I went to A&E and I had broken bones, stitches and bruises everywhere plus concussion. The bones, cuts and bruises healed although they took some weeks but this wasn’t the case for the concussion. Somehow I managed to cause damage to my eyes when I hit my head and have had all sorts of issues with my eyesight.
Over the past few months I have had many appointments at the eye hospital trying to get to the bottom of the loss of sight in my left eye and the double vision which I now know is down to any issue with my right eye.
I had laser treatment on my left eye and although the issue is now under control I do have some permit vision loss in my left eye. It’s not much fun at the moment because until the right eye has been treated I have been advised not to get glasses and I really am struggling to see most things and especially reading. In order to type this I’ve had to enlarge the print size on a 27″ screen and I am still having issues reading what I have typed.
My right eye is a whole different ball game. I have an issue with one of the muscles which is why I am having double vision. Luckily it seems to be correcting itself with treatment and only affects me when I turn my eyes to the right. At the beginning no matter which way I turned my eyes I had double vision and spent nearly 3 months with only one eye open. Fingers crossed it won’t need surgery.
I was also told last week that I need a series of injections in to my eye over the next few months. I feel physically sick at the thought of this and have no idea how I will actually cope with this being done.

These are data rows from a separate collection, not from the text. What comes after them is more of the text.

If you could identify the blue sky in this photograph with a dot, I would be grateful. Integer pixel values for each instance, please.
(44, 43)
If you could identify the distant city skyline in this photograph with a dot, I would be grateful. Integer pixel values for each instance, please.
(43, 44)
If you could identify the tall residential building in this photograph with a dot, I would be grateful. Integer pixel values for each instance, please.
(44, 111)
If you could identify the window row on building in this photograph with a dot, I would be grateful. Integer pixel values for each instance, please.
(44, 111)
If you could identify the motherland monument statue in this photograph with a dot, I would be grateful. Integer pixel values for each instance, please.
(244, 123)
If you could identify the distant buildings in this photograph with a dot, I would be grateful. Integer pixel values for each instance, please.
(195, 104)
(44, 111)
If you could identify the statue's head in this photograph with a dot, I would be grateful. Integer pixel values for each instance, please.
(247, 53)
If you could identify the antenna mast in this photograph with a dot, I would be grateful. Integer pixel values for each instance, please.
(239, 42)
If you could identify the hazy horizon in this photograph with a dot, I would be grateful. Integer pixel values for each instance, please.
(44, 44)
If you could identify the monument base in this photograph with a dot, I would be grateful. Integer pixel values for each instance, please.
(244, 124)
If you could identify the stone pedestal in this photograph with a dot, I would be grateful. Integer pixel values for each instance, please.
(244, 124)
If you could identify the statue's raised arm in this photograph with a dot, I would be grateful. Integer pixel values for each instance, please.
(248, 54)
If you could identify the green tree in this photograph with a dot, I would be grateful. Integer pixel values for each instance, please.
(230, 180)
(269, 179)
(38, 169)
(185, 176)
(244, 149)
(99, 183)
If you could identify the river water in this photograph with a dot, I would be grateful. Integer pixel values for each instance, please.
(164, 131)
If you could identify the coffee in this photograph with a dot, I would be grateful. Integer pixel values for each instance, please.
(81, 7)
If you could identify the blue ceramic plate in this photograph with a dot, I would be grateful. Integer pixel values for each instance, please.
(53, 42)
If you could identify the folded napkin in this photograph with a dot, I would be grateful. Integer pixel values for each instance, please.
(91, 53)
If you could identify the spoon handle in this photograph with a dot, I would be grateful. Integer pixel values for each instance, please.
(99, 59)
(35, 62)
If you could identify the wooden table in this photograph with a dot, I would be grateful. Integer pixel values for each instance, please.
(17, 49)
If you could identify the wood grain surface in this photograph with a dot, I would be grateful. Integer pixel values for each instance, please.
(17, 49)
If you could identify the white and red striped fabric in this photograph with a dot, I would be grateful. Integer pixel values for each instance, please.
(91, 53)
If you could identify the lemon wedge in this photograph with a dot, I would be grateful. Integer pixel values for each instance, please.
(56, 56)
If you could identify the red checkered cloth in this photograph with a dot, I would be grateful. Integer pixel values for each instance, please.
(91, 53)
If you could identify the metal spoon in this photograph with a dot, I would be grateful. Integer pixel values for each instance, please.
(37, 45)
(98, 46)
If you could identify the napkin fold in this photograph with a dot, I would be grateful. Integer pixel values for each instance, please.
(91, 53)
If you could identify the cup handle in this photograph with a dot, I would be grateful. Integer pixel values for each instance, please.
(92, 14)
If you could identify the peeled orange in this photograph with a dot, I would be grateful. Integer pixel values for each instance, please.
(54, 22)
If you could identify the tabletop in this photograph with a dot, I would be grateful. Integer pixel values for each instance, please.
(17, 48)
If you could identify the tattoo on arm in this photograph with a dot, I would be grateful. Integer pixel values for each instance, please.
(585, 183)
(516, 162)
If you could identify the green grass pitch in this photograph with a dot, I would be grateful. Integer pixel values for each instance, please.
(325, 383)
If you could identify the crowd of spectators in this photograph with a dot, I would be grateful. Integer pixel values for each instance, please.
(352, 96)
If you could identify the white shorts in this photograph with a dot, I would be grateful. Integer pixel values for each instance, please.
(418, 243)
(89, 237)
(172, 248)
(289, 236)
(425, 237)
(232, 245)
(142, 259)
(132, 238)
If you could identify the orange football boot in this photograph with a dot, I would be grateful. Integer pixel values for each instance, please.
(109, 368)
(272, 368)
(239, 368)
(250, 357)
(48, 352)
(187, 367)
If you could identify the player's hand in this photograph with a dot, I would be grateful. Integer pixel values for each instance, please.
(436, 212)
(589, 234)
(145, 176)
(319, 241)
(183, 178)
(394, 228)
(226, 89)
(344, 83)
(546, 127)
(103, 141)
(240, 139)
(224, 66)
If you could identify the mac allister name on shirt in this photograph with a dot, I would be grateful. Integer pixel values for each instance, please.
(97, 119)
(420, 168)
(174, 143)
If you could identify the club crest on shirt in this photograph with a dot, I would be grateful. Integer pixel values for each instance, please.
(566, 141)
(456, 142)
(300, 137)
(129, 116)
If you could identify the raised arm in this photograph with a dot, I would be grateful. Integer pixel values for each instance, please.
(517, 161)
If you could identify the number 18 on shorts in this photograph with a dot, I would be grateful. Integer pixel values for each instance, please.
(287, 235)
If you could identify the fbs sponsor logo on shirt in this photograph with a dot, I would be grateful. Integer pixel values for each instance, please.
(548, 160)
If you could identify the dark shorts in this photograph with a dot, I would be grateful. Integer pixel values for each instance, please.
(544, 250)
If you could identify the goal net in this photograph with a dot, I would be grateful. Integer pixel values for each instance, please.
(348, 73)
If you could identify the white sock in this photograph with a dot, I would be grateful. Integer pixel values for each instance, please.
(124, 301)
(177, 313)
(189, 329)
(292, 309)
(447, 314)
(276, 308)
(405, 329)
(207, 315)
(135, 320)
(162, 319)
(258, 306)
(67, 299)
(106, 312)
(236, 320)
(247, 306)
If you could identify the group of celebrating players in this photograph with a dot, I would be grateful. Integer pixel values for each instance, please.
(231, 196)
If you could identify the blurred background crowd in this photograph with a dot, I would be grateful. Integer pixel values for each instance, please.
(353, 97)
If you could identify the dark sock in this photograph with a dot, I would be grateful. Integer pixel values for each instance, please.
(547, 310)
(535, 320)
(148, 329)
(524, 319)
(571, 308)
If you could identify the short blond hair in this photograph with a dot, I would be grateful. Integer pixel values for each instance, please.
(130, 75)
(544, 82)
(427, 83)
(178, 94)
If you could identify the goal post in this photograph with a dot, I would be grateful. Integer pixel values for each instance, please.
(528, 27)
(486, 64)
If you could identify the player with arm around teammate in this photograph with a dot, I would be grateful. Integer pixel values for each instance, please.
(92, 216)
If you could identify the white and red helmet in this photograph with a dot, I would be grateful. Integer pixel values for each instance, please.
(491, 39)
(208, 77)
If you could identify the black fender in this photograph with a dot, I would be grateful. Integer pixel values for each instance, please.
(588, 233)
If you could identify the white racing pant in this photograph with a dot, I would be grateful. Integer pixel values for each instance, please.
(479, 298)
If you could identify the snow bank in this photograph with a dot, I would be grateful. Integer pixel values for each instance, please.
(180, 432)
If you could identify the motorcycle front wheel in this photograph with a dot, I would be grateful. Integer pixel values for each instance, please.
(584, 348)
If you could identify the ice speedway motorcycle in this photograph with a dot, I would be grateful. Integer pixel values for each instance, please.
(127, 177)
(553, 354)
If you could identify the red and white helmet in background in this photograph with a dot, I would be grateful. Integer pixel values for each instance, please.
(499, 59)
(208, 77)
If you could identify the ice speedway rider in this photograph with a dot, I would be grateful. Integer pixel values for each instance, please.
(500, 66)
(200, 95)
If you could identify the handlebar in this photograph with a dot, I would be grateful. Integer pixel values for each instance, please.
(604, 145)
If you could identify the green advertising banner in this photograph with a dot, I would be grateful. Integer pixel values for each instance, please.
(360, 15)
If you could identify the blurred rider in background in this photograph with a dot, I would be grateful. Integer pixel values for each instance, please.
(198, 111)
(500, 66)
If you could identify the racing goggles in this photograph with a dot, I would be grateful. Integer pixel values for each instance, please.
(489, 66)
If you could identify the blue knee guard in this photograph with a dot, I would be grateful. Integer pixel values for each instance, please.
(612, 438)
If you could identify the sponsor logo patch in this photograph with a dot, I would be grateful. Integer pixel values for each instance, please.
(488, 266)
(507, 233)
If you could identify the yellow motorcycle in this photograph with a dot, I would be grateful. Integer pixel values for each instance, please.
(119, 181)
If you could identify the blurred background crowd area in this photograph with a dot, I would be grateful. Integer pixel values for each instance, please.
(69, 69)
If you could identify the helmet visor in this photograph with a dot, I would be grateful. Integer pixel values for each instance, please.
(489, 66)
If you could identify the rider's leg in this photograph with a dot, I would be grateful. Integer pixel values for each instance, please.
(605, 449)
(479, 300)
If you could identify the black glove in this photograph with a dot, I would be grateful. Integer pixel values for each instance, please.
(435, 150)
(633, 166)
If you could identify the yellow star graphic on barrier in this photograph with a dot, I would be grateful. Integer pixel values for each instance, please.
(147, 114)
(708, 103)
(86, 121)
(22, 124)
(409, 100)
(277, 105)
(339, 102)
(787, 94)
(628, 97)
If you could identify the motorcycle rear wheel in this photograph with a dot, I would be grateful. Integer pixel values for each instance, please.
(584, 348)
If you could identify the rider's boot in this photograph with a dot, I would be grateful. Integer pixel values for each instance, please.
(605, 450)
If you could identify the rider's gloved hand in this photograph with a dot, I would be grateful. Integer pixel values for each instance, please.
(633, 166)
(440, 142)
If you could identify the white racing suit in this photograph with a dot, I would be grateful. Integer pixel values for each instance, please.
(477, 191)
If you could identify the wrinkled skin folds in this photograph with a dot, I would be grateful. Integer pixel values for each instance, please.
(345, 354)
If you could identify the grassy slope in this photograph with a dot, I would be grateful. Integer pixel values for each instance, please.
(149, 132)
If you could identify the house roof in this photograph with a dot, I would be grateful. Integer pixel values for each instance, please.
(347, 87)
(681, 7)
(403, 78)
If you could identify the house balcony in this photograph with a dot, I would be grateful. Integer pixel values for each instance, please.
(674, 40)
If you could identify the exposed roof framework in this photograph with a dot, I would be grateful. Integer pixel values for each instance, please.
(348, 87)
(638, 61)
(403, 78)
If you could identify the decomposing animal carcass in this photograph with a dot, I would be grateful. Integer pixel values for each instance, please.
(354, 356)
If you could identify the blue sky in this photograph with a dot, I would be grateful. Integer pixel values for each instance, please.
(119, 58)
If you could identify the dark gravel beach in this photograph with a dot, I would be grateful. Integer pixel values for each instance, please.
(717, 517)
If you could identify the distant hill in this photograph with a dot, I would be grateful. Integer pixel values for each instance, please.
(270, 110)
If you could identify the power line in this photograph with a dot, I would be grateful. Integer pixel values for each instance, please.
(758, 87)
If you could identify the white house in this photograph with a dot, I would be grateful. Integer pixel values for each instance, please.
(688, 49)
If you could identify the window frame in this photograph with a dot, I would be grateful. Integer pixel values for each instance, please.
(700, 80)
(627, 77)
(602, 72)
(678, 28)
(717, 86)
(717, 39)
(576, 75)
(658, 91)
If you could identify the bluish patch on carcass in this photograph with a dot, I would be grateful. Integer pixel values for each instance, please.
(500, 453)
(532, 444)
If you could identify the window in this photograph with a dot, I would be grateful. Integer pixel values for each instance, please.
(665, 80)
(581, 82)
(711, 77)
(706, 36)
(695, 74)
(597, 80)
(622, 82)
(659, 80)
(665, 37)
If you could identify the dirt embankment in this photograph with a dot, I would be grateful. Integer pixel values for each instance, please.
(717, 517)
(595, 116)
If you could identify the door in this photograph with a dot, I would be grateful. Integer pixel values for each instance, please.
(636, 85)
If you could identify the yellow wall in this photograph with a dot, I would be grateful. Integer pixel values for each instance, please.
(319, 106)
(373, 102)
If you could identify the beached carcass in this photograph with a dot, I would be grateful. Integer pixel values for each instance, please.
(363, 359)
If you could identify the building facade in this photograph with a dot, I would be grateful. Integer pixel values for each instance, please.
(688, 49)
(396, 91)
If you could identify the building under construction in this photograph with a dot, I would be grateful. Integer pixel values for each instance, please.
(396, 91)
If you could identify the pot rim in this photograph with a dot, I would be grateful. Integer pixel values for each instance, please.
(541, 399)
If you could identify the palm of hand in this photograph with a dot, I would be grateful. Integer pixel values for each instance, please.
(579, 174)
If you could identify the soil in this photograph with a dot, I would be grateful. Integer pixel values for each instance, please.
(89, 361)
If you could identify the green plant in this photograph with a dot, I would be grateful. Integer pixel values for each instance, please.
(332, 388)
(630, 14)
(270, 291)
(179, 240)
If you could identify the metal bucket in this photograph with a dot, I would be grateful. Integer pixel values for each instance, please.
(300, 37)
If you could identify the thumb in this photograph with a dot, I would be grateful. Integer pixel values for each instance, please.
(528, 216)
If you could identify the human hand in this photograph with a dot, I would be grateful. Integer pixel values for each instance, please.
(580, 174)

I just hate anything going on with my eyes. The laser treatment was hell and I just know I’m not going to be able to do this.
Although the treatment I have had is working my sight in nowhere as good as it was and some of the damage I permanent. I need to wait until the hospital has done all they can and then I can get new glasses and hopefully see much better than I currently can. Typing this post really has taken such a long time and due to headaches I’ve had to stop and start quite a few times over the past few days.
In other news my kitten Tilly (that’s her in the top picture) is growing and is now 10 months old. She has fitted in with with the other two cats and you would think they have been together always.
The house renovations however, is an entirely different story; things are moving SLOW! I’ve yet to complete one room at all but a few are not far off being finished. I’ve not really been able to get much done since the accident and with lockdowns I’ve also not been able to get people in to help me. Twelve months on since I moved I still have about 30 boxes that need unpacking and I’ve no idea where I am going to unpack them to as I need to sort storage out. Again, this has been hinder4ed by lockdown. My new kitchen was delivered last week to a relative as I have no space for it here.
I seem to have spent the last 12 months buying materials to renovate the house. When I had a good look, everything needed doing. I was hoping to manage with the kitchen and bathroom for a couple of years but there are so many issues with them I just need to rip them out and start again. All I need to buy now is a door for the garden store, a sofa bed and new shower, toilet and flooring for the dining room.
Everything else is sat waiting to be completed and I’m certain it’s not going to be done this year. When I moved last March I had in my mind everything would be completed by Christmas. How naive was I?
Kim Carberry says
Oh no! It sounds like you have had a rough time of it. I hope things are better for you soon.